A class of simple weight Virasoro modules

Abstract: For a simple module $M$ over the positive part of the Virasoro algebra (actually for any simple module over some finite dimensional solvable Lie algebras $\mathfrak{a}_r$) and any $\alpha\in\C$, a class of weight modules $\mathcal {N}(M, \alpha)$ over the Virasoro algebra are constructed. The necessary and sufficient condition for $\mathcal {N}(M, \a)$ to be simple is obtained. We also determine the necessary and sufficient conditions for two such irreducible Virasoro modules to be isomorphic. Many examples for such irreducible Virasoro modules with different features are provided.

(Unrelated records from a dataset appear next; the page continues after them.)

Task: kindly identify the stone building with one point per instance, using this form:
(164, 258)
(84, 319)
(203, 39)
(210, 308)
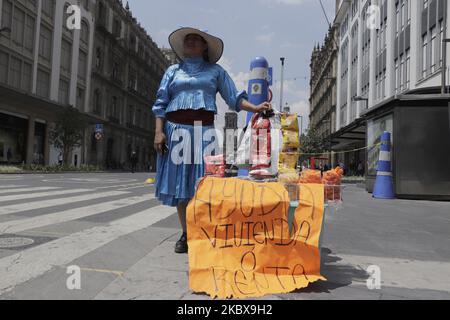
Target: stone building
(109, 69)
(323, 94)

In particular the irreducible weight Virasoro modules $\Gamma(\alpha_1, \alpha_2, \lambda_1, \lambda_2)$ are defined on the polynomial algebra $\C[x]\otimes \C[t, t^{-1}]$ for any $\alpha_1, \alpha_2, \lambda_1, \lambda_2\in\C$ with $\lambda_1$ or $\lambda_2$ nonzero. By twisting the weight modules $\mathcal {N}(M, \alpha)$ we also obtain nonweight simple Virasoro modules $\mathcal {N}(M, \beta)$ for any $\beta\in\C[t,t^{-1}]$.